The New York investment firm that days ago scuttled its offer for Talbots Inc. has agreed to buy the beleaguered Hingham merchant in a scaled-back deal valued at roughly $193 million.
Sycamore Partners, which last year acquired a nearly 10 percent stake in the retailer, offered stockholders $2.75 in cash per share and agreed to take on about $176 million in debt, according to the proposed deal.
The purchase price represents a 76 percent premium to the closing price on Dec. 6, the day before Sycamore first disclosed its unsolicited bid for the classic clothier.
Talbots’ embrace of the $2.75 offer is a reversal from its response in December.
After Sycamore offered $3 per share, Talbots rejected the bid as being inadequate and “substantially” undervaluing the retailer.
It has been a rocky week for Talbots, with its shares plunging more than 40 percent since Sycamore walked away from its even sweeter bid of $3.05 per share and rumors of a possible bankruptcy surfaced.
The troubled brand, which caters to older career women, has been unable to stage a turnaround in recent years and apparently could not attract other suitors. Shares of Talbots stock shot up 89 percent on Thursday to close at $2.44 on the New York Stock Exchange.
Trudy Sullivan, Talbots’ chief executive, who plans to step down this month, said in a statement: “We are pleased with the value this transaction delivers to our stockholders and believe that this is a positive development for all of our stakeholders. Sycamore Partners is a strong investor with substantial resources and expertise, and we look forward to operating as a private company under their ownership.”
Stefan Kaluzny, a managing director of Sycamore Partners, which was founded last year, said in a statement: “We believe in the Talbots brand and its more than 8,000 Associates. We look forward to a long and successful partnership with Talbots serving its many loyal customers.”
Kaluzny formerly served as chairman of the board of directors for Express Inc. His firm, Sycamore Partners, acquired a controlling interest in Mast Global Fashions last year, which is one of the largest independent apparel sourcing companies.
Sycamore declined to comment further on the Talbots deal. Julie Lorigan, a Talbots spokeswoman, would not answer questions on whether the deal would result in employee layoffs.

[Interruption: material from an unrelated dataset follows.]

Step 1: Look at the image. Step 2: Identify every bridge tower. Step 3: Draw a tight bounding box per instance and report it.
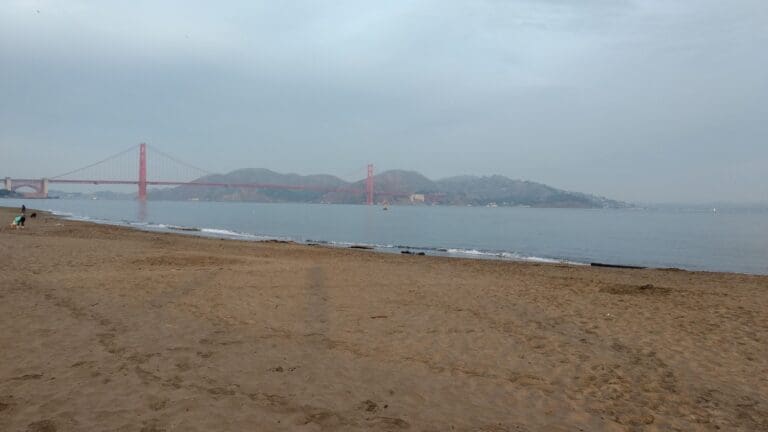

Jennifer Davis, a retail analyst with Lazard Capital Markets, said the $2.75-per-share offer for Talbots is the best option, “considering that the stock recently closed at $1.29 and considering that they don’t have a CEO lined up and that they’re in the middle of a turnaround. It’s better to go through this turnaround not in the public eye.”
In a letter to employees, Sullivan highlighted the benefits of remaking the company without worrying about Wall Street: “As a private company, we will have greater freedom to focus on longer-term investments and opportunities, while providing you with rewarding careers, excellent benefits and challenging roles.”
Under Sullivan, Talbots tried to court younger consumers in an attempt to catch up with better-performing competitors like Chico’s and Coldwater Creek. But the strategy alienated core consumers and failed to attract new shoppers, resulting in plunging revenues and the closing of hundreds of stores, including the men’s and children’s divisions. Today, Talbots operates about 516 stores in 46 states and in Canada.
The transaction is expected to close in the third quarter of this year, as long as the companies meet several requirements, including receiving a letter from the Pension Benefit Guaranty Corporation stating it has concluded its investigation of the deal.
The federal agency, which is responsible for protecting pension benefits, is examining the resulting capital structure for Talbots and the proposed future business to determine whether pensions are at risk, said Marc Hopkins, an agency spokesman.
“We routinely monitor transactions involving distressed companies with underfunded pension plans,” Hopkins said. “Our concern is how a transaction may affect the company’s ability to meet its future pension obligations.”